Since the Laetoli tracks were discovered, scientists have debated whether they indicate a modern human-like mode of striding bipedalism, or a less-efficient type of crouched bipedalism more characteristic of chimpanzees whose knees and hips are bent when walking on two legs.

To resolve this, Raichlen and his colleagues devised the first biomechanical experiment explicitly designed to address this question.

The team built a sand trackway in Raichlen's motion capture lab at the UA and filmed human subjects walking across the sand.

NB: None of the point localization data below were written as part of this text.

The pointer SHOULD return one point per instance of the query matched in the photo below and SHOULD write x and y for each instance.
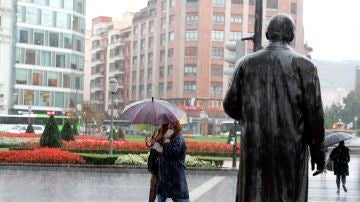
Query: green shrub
(66, 132)
(100, 159)
(131, 159)
(51, 135)
(30, 129)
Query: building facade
(108, 58)
(7, 15)
(49, 56)
(178, 49)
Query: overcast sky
(332, 27)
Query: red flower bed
(41, 155)
(21, 135)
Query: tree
(30, 129)
(67, 132)
(51, 134)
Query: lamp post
(355, 122)
(113, 85)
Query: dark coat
(275, 96)
(172, 180)
(340, 156)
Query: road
(62, 186)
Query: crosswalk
(323, 187)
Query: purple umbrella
(152, 111)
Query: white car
(22, 129)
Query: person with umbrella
(340, 156)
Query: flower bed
(41, 155)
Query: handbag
(329, 165)
(153, 162)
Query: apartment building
(178, 47)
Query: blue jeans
(162, 199)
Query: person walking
(275, 95)
(341, 157)
(172, 180)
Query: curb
(110, 169)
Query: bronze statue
(275, 96)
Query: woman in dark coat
(172, 181)
(340, 156)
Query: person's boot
(345, 189)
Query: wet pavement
(64, 186)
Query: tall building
(7, 15)
(357, 80)
(108, 58)
(49, 56)
(178, 48)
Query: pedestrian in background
(172, 180)
(341, 157)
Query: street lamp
(113, 85)
(355, 122)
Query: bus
(9, 121)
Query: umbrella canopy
(153, 112)
(334, 138)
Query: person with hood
(340, 156)
(275, 95)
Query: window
(191, 35)
(190, 69)
(45, 58)
(273, 4)
(216, 87)
(219, 3)
(38, 37)
(21, 76)
(162, 55)
(293, 7)
(169, 86)
(237, 1)
(189, 86)
(216, 70)
(170, 52)
(170, 69)
(44, 98)
(162, 39)
(150, 58)
(151, 26)
(37, 78)
(30, 57)
(217, 52)
(171, 36)
(54, 39)
(171, 19)
(236, 19)
(151, 42)
(161, 72)
(24, 36)
(217, 35)
(52, 78)
(192, 18)
(32, 16)
(172, 3)
(191, 51)
(66, 80)
(218, 19)
(235, 36)
(60, 60)
(47, 18)
(163, 23)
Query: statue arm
(232, 101)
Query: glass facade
(49, 61)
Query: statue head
(281, 28)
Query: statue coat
(275, 95)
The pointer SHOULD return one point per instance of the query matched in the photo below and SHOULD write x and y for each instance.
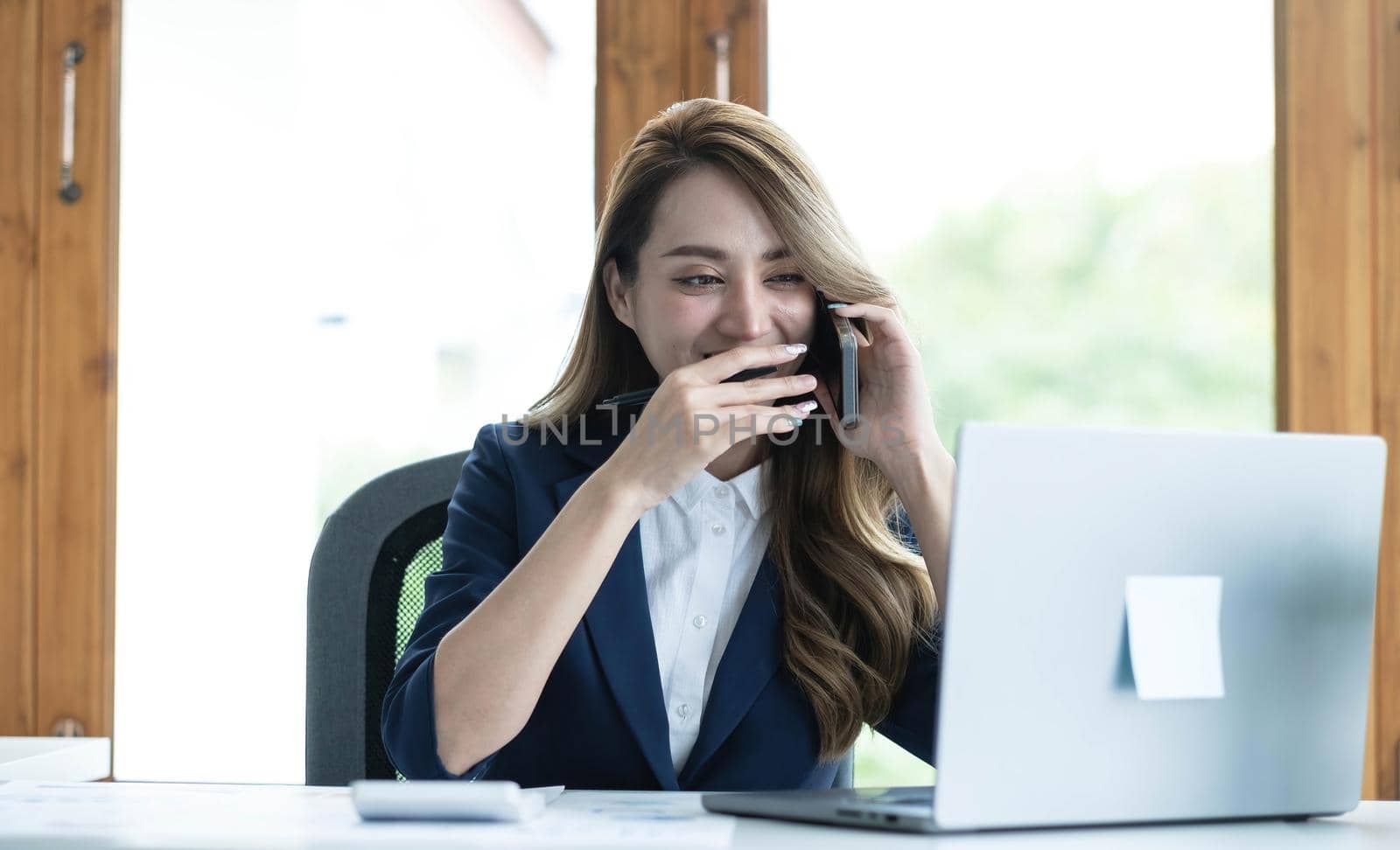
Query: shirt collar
(746, 488)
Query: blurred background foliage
(1064, 301)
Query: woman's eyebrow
(714, 254)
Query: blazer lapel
(752, 656)
(620, 624)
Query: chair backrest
(363, 597)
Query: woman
(718, 593)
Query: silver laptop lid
(1040, 721)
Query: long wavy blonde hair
(854, 597)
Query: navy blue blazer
(599, 721)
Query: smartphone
(839, 362)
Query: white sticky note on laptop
(1175, 637)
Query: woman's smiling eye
(794, 280)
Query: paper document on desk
(226, 817)
(1175, 637)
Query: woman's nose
(746, 312)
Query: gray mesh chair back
(363, 597)
(363, 600)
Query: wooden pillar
(655, 52)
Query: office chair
(363, 599)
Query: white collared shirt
(700, 550)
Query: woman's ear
(620, 296)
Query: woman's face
(711, 278)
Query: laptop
(1143, 627)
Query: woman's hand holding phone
(693, 418)
(896, 418)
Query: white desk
(214, 817)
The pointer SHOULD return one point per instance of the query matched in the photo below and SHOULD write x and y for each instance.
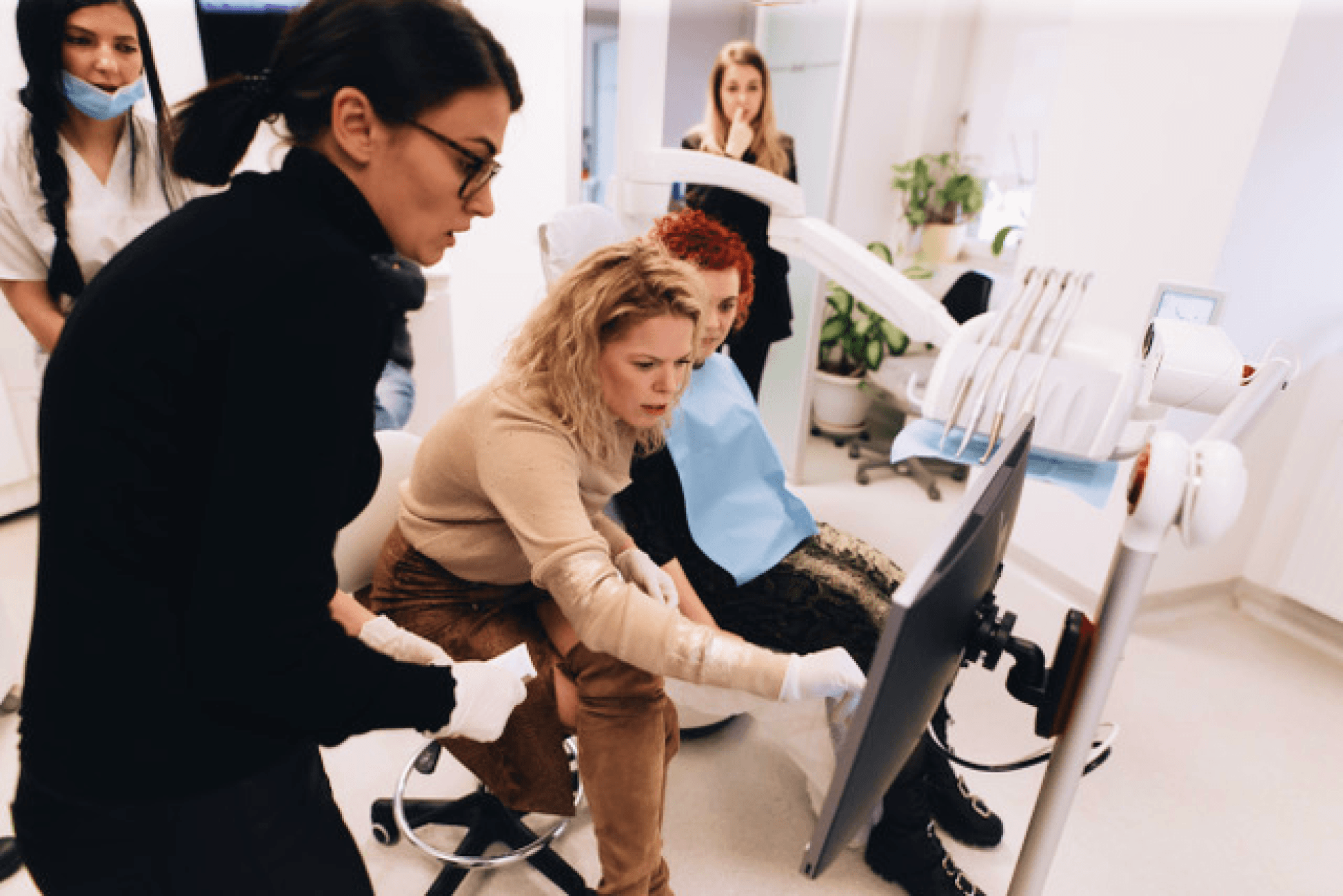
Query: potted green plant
(940, 195)
(854, 339)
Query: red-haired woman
(739, 123)
(746, 556)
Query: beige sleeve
(529, 474)
(614, 535)
(618, 618)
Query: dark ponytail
(216, 125)
(405, 55)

"Based on previous analyses of the skeletons of Australopithecus afarensis, we expected that the Laetoli footprints would resemble those of someone walking with a bent knee, bent hip gait typical of chimpanzees, and not the striding gait normally used by modern humans," Raichlen said.

"But to our surprise, the Laetoli footprints fall completely within the range of normal human footprints," he added.

"This more human-like form of walking is incredibly energetically efficient, suggesting that reduced energy costs were very important in the evolution of bipedalism prior to the origins of our own genus, Homo," Raichlen said.

"What is fascinating about this study is that it suggests that, at a time when our ancestors had an anatomy well-suited to spending a significant amount of time in the trees, they had already developed a highly efficient, modern human-like mode of bipedalism," said biological anthropologist Adam Gordon.